We are continuing to look for new Greek poetry projects and are particularly interested in young Greek poets and new Greek voices.

And a more general question, are English-speaking readers interested in Greek literature? What new or different does it have to offer to the global literary society?

There is a strong and continued interest in contemporary Greek literature in the US and the UK. There are many reasons. I recently interviewed the Cypriot poet Eleni Kefala for Hopscotch Magazine, and after the interview discussed with her the sustained enthusiasm of the English-reading world for translated poetry originally written in Greek, and she made an interesting point that reminded me of discussions I had over the years with Edmund Keeley. Kefala pointed out that Contemporary Greek poetry is an interesting phenomenon because, although it’s written in a minor language, it builds on a vast linguistic and cultural tradition that stretches from antiquity to the present day.

In this sense, Greek poetry bears the weight of major traditions. the French philosopher Bernard de Chartres had already expressed this idea in his famous phrase “dwarfs standing on the shoulders of giants.” Antiquity may be a giant, but modernity is more advanced, the modern philosophers argued, because it sits on a higher level and can thus see farther away. I suspect that English-speaking audiences may see modern Greek poetry in this light, that is, as a dwarf sitting on the shoulders of giants. I think this is at least partly responsible for their interest in contemporary Greek poetry.

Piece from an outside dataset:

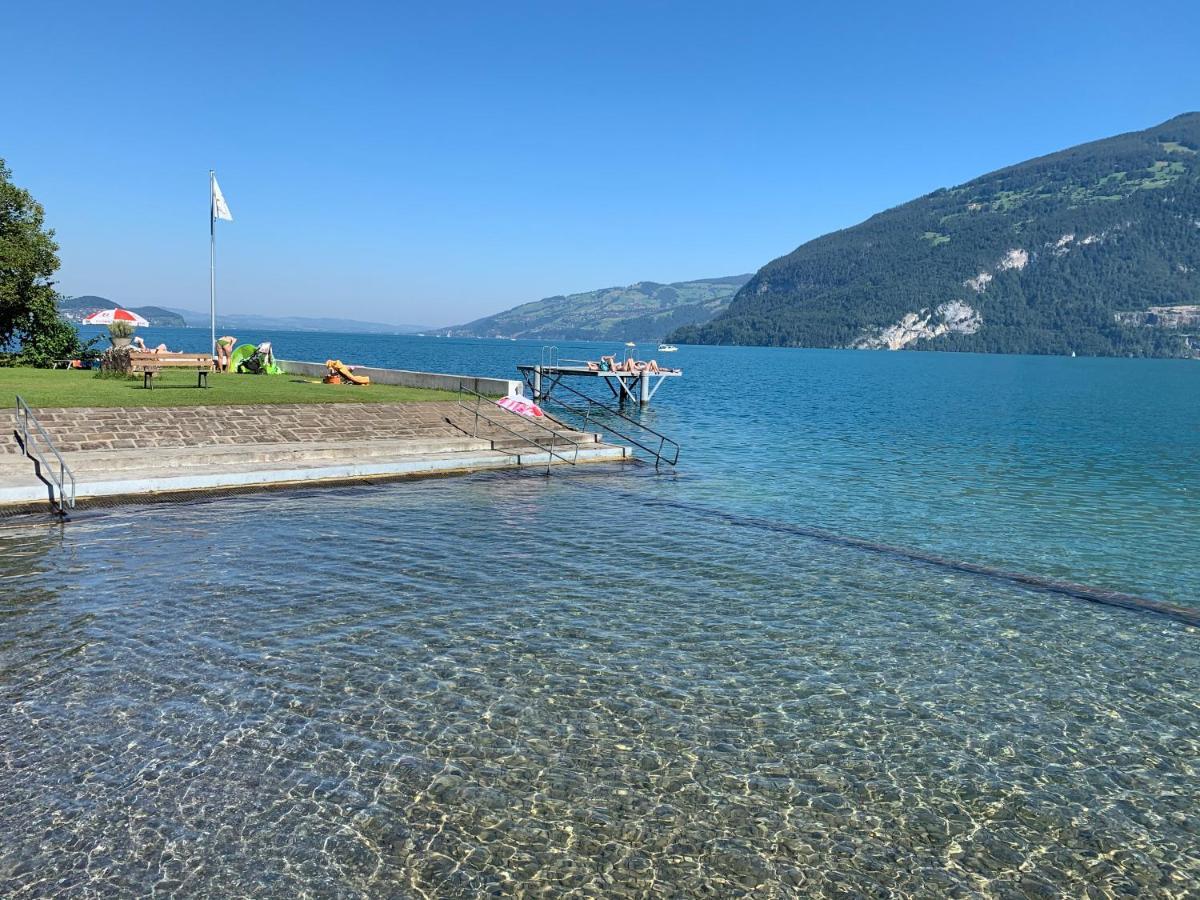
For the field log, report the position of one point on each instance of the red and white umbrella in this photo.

The success of poetry collections such as The Light That Burns Us by the Greek-Chechen poet Jazra Khaleed, which we published in 2021, and Karen Van Dyck’s anthology of new Greek poetry Austerity Measures (Penguin, 2016), point to a particular interest abroad in Greece’s turbulent politics of the 20th century, new young poets’ response to economic instability and a far-reaching new cultural diversity, Greece being a country at the crossroads of cultures, religions, and worldviews.